Why is this a women’s issue? The slashing of Australia’s aid budget directly affects projects that support women’s economic development, as even Australian aid that is not targeted at women incorporates strategies that specifically promote the equal development of women, as a policy imperative. The effect of program cuts is therefore disproportionately felt by women.
It is through women’s education and the empowerment of mothers, that children and families benefit. Foreign Aid works! According to Oxfam, with aid assistance, 11 (of 29) countries in our region (Asia-Pacific) are significantly reducing their child mortality rates. Or they were, before the last budget was handed down.
Increased education for women and girls correlates with higher levels of economic development for communities, and higher levels of empowerment for women. So when you do donate to your favourite charity this year, think about the significant impact that better education can have on women, children and whole communities.
You should also consider supporting social enterprises that provide women with a business education, such as those helping them to set up their own small businesses. This takes us back to Point 2: Buy more products from female fair and ethical traders.
If you’re looking to use your purchasing power to support women artisans and micro-entrepreneurs, here are a few websites where you can find gifts, home wares, jewellery and clothing that benefit women:
Seven Women – Aussie based, they work with women in rural Nepal. You can buy clothing made from silk saris and super cute felt kids toys. The finger puppets might even be as much fun for adults as kids!

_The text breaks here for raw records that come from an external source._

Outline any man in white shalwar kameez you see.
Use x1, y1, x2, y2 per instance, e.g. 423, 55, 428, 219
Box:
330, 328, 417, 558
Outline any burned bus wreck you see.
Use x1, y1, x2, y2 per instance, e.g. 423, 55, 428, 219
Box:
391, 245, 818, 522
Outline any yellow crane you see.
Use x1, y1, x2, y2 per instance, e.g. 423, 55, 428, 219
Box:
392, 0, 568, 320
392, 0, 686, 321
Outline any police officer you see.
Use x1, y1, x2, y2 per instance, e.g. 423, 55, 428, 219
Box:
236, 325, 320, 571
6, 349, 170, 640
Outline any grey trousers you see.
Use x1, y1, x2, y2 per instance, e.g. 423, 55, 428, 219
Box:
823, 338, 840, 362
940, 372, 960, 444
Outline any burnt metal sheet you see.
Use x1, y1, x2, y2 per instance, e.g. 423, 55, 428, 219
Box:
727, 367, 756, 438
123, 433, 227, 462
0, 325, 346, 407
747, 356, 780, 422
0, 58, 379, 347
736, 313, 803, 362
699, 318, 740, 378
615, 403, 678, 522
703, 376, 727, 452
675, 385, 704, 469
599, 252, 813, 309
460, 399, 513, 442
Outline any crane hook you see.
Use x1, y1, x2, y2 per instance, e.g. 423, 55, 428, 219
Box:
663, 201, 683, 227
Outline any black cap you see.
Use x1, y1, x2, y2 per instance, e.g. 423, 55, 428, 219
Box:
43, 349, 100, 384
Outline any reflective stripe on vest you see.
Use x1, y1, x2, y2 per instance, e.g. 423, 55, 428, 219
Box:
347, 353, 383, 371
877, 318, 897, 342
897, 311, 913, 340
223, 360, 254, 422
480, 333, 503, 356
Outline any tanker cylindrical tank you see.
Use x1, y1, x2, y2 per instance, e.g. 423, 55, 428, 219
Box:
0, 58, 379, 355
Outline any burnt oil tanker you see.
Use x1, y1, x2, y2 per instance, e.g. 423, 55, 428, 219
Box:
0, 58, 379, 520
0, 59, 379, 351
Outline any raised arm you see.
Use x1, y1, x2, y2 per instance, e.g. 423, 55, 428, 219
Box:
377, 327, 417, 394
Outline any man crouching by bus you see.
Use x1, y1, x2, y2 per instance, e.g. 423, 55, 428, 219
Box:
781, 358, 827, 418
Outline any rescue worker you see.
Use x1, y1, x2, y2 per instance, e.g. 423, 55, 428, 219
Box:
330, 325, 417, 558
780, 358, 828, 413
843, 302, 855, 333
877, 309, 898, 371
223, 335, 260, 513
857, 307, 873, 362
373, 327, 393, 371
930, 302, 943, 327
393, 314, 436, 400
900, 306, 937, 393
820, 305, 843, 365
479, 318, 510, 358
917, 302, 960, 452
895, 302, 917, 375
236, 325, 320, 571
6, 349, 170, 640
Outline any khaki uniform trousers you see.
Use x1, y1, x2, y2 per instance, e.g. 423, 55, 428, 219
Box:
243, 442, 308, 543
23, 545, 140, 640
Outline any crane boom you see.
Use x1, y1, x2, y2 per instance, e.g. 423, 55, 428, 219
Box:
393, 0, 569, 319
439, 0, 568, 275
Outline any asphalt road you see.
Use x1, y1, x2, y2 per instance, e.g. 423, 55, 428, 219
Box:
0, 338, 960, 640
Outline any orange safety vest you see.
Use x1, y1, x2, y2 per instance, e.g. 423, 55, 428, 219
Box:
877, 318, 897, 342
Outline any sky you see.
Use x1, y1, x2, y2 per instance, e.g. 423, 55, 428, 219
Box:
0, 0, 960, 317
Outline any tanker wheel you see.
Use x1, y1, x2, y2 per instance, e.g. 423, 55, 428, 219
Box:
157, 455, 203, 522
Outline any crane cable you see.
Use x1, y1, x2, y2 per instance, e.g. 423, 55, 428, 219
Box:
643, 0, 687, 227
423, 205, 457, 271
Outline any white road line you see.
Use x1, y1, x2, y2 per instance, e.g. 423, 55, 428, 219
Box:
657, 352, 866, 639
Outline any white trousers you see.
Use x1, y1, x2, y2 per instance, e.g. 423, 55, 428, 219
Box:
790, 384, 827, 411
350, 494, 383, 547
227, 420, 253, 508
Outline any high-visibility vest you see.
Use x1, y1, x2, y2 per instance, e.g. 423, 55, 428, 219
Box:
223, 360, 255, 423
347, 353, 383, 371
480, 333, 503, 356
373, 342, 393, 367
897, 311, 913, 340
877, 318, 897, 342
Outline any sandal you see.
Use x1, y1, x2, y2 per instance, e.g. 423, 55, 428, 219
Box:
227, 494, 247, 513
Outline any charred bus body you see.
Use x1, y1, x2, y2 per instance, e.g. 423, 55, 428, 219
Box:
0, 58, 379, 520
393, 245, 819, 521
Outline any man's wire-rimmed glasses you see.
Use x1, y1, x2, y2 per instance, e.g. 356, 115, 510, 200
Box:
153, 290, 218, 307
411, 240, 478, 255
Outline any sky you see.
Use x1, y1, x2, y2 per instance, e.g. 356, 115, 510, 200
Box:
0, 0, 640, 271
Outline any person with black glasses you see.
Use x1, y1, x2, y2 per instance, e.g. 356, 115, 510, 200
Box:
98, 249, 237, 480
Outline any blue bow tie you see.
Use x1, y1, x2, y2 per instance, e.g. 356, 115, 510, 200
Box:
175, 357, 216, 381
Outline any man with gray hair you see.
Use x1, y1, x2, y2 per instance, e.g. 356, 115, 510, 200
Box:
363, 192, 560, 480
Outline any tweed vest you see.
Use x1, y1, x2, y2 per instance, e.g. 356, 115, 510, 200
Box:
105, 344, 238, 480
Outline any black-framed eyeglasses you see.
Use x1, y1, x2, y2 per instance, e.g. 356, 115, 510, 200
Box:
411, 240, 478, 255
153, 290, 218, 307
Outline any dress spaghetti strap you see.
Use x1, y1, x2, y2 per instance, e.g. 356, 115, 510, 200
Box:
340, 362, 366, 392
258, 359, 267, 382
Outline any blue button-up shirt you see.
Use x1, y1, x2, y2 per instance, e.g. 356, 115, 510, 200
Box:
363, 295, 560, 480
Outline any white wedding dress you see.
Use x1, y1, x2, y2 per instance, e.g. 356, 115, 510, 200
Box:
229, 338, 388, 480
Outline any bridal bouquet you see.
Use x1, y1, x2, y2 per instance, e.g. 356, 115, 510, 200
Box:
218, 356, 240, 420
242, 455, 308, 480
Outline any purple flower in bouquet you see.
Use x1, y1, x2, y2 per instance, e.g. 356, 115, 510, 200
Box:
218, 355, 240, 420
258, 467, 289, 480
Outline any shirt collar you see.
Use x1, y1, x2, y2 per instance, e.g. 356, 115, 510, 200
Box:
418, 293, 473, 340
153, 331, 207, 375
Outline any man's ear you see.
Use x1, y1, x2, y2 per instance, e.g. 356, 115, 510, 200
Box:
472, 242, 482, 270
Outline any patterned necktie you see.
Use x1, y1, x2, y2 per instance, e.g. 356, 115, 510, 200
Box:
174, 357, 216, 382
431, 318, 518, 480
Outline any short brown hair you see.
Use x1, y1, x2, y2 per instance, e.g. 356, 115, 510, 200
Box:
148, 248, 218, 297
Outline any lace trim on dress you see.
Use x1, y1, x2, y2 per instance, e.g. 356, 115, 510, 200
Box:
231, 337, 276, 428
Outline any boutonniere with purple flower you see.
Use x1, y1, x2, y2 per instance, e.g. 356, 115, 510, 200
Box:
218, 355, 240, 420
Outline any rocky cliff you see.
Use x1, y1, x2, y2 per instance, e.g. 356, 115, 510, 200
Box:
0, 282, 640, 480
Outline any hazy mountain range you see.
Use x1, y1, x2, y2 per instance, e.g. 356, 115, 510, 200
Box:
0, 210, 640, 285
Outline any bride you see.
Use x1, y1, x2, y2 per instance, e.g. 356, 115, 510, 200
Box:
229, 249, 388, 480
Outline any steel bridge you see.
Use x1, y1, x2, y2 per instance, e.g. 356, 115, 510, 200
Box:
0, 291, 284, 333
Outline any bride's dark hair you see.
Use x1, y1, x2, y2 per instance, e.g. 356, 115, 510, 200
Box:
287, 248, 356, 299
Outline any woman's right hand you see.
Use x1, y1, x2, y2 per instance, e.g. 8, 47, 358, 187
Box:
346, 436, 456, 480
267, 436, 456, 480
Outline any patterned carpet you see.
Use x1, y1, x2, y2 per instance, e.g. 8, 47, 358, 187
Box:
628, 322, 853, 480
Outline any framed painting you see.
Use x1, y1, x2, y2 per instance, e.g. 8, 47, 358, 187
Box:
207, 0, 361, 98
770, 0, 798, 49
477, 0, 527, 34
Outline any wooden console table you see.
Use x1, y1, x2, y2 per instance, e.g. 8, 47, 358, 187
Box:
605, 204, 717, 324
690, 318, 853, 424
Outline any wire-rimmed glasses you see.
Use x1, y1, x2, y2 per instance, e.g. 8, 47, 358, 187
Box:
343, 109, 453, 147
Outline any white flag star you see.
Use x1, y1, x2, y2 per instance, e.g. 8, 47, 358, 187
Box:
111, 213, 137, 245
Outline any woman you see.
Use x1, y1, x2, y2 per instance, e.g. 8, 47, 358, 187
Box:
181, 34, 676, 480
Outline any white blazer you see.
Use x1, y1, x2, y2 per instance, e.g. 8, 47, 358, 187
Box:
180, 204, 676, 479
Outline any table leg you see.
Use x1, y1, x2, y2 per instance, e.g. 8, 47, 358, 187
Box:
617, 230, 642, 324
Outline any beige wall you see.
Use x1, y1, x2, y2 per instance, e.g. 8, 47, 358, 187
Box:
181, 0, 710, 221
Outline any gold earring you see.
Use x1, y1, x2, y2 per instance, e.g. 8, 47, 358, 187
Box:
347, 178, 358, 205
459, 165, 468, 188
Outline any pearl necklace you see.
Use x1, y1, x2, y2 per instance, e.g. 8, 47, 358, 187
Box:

Global Mamas – seriously funky clothing for men, women and kids, accessories and home wares. They ship to Australia, and sizes are compatible with Aussie sizing (I have a great cotton dress made by these talented women that I just love).
Oxfam Shop – probably Australia’s largest range of Fair Trade products, and they stock lots of products made by women.
Dharma Door – beautiful and high-end Fair Trade home wares, many of which are made by women in developing countries. Their jute bags are really gorgeous.
Of course, it’s easy to find products benefiting women on the Change Merchants website, and we support these producers by paying fair prices and paying upfront, never on commission. Some producers to note are:
Art Camp Mexican Jewellery – beautiful silver jewellery made by women artisans. They use centuries old techniques to create modern earrings using polished stone and abalone shells, and the hooks are hypo-allergenic so won't turn your ears green or irritate them.
International Princess Project – the makers of PUNJAMMIES™, which are PJs and lounge wear made by women who have escaped sexual slavery, and learnt new tailoring skills to support themselves and their families. They're 100% cotton and super comfy.
Starfish Project – stylish and modern jewellery and accessories, made by women who have escaped exploitation. I just love their basic but elegant onyx wire wrap earrings.
Bottom line is that there are myriad ways to support the rights and empowerment of women both at home and abroad through our everyday actions. Start today by making this International Women's Day count for women everywhere, and then lets think about doing the same tomorrow and everyday after.